C’est la véritable force derrière la réaction de droite au verdict de Jones et la campagne pour renverser Times contre Sullivan. Même en vertu de la norme rigoureuse actuelle, Jones a été tenu responsable dans de multiples poursuites. Mais quand les conservateurs le défendent comme un martyr de la liberté d’expression tout en exigeant Sullivan renversé, ils disent en réalité que seule leur parole doit être protégée. Les conservateurs comme Jones devraient pouvoir diffamer sans conséquence, mais les critiques sévères contre les puissants politiciens de droite devraient être sanctionnées par la loi.

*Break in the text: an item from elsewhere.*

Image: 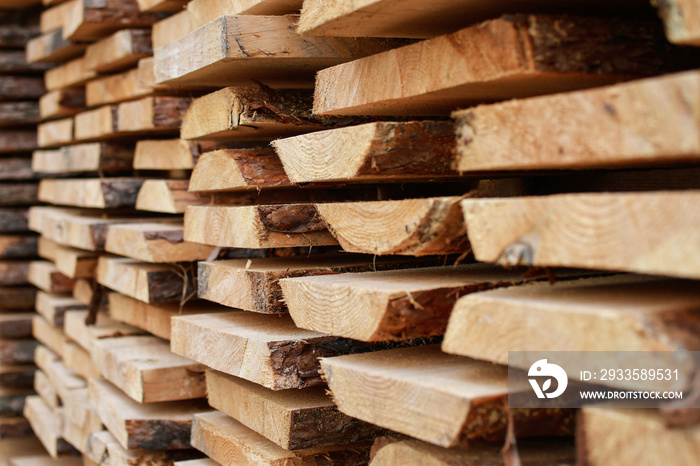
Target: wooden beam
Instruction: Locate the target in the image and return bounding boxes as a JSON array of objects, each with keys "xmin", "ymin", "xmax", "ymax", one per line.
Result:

Dans le scénario le plus rose possible, l’abandon de la norme de la malveillance réelle permettrait aux personnes riches et puissantes de toutes les allégeances politiques de faire taire leurs détracteurs plus facilement. Appliqué de manière neutre, il pourrait être beaucoup plus dangereux pour de nombreux médias conservateurs que pour les médias traditionnels. Mais ce n’est pas la société que ces conservateurs imaginent lorsqu’ils défendent leur propre droit de diffamer les autres tout en insistant sur le fait que la loi elle-même devrait être modifiée pour permettre aux personnalités politiques puissantes de faire taire leurs détracteurs plus facilement. Ce qu’ils conçoivent, c’est une société, soutenue par le contrôle de droite du système judiciaire fédéral, dans laquelle ils ont le droit de dire ce qu’ils veulent à votre sujet, et vous avez le droit de vous taire et d’aimer ça.
Cela fait partie de la dérive générale du mouvement conservateur, dont beaucoup d’adhérents croient maintenant aux droits conférés par les petits-je libéralisme sont exclusivement réservés à ceux qui partagent leurs opinions. L’argent des entreprises est un discours, à moins que les conservateurs n’aiment pas la façon dont cet argent est dépensé. Un véritable marché libre d’idées est un marché dans lequel les arguments de droite prévalent toujours. La démocratie, c’est quand les républicains remportent les élections ; la fraude, c’est quand ils les perdent. La liberté d’expression, c’est quand ils peuvent dire ce qu’ils veulent et que leurs détracteurs ne peuvent pas répondre efficacement. Leur colère face au verdict de Jones est un simple dégoût à l’idée que les règles s’appliquent à eux, alors que dans une Amérique vraiment grande et libre, ils ne s’appliqueraient qu’à leur opposition.